En matinée, nous rendons visite à une amie de la famille, tante Karina. Qui a donné son prénom à une des filles de la famille Cissé. Karina est une Polonaise mariée à un Malien. Elle habite ici depuis 38 ans. Sage-femme, son mari Josué est médecin gynécologue. Mais comme il le dit en Afrique on a beau avoir une spécialisation, on fait toujours un peu de tout. Adorables, ils nous invitent à dormir chez eux le soir. Un peu égarés dans notre château, situé à plus de 20kms de Bamako, nous acceptons bien volontiers. En attendant, nous passerons la journée à ne rien faire. Coincés dans cette maison immense et vide. Juste quelques communications sur internet en attendant le soir venir. Débarqués chez ce couple Malien-Polonais, nous attendons la maitresse de maison partie accoucher en début de soirée. Discussion avec son mari qui nous relate comment il a atterri en Pologne pour faire ses études de médecine. Puis nous regardons Galles-France sur TV5 Monde. Joli spectacle. Un peu de sport, doux réconfort. La nuit arrive sur la pointe des pieds. Le sommeil nous gagne, il faut de tous ces transits se reposer.
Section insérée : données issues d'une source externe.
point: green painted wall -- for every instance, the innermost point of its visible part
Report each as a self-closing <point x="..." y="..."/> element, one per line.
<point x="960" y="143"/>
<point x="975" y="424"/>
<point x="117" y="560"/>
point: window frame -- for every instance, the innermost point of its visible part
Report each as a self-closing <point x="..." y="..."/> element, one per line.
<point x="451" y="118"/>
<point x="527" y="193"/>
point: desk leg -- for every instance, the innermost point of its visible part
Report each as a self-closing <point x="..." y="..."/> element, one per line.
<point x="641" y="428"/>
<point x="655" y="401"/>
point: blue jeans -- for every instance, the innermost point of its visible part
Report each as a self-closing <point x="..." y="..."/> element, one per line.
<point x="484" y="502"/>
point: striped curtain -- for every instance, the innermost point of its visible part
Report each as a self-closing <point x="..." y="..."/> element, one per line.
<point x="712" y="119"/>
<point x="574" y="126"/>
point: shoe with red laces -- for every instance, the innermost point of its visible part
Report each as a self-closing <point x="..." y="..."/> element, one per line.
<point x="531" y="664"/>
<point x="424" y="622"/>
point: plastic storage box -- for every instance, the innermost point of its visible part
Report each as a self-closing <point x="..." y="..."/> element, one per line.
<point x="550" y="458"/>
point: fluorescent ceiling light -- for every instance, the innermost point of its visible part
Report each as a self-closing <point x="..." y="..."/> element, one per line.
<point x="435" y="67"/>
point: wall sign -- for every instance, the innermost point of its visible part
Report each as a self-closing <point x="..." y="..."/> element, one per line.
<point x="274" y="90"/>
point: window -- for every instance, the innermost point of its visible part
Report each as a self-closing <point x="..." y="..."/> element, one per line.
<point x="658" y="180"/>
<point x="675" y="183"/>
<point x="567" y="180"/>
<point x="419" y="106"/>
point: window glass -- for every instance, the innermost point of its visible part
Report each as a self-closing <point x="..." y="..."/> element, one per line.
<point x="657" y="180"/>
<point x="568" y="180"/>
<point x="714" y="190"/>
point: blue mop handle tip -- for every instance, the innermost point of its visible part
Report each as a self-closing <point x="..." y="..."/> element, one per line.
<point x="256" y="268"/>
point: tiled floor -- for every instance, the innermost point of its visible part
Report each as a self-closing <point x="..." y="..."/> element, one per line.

Lendemain matin. Promenade au marché. Acheter un peu de viande et d'os pour le chien, des œufs, de la salade pour nous autres humains. La salade prendra un bain d'eau de Javel d'une demi heure avant d'atterrir dans nos estomacs. Il paraît que la journée est calme. Une foule plutôt compacte parsème pourtant les rues. Surtout beaucoup de deux roues. Mobylettes et scooters se frayent comme ils peuvent un passage au milieu de la circulation. Les taxis, en grève lors de notre arrivée, ont maintenant repris du service. Nous nous engouffrons dans de petites ruelles pleines d'échoppes. Quelques centaines de mètre plus loin, nous entrons dans un bâtiment couvert où se trouvent toutes les boucheries. Une forte odeur de viande se mêle à celle des hydrocarbures qui s'engouffrent dans le lieu. Ces halles de bouchers sont assez impressionnantes. Beaucoup de monde, le son des grandes lames qui débitent à tout va, l'odeur forte et tenace qui prend à la gorge.

Sur le chemin du retour, petit arrêt dans un magasin d'artisanat Malien. Tout y est si joli. Masques, portes Dogons, meubles, bogolans (bandelettes de tissus reliées et imprimées de pigments naturels), bijoux, sculptures. Superbe mais il faut se retenir car le bout du chemin reste encore loin. Bamako est une ville à l'activité foisonnante, souvent pleine d'embouteillages, l'air y est fortement pollué, l'odeur du pétrole y est persistante. Les commerçants y sont pour le moment charmants et peu insistants. La chaleur est une invitation à la lenteur, à l'oisiveté. Il faut alors savoir y résister. Ici l'on aime 'siester'. Les nomades que nous sommes ont maintenant tendance à se sédentariser.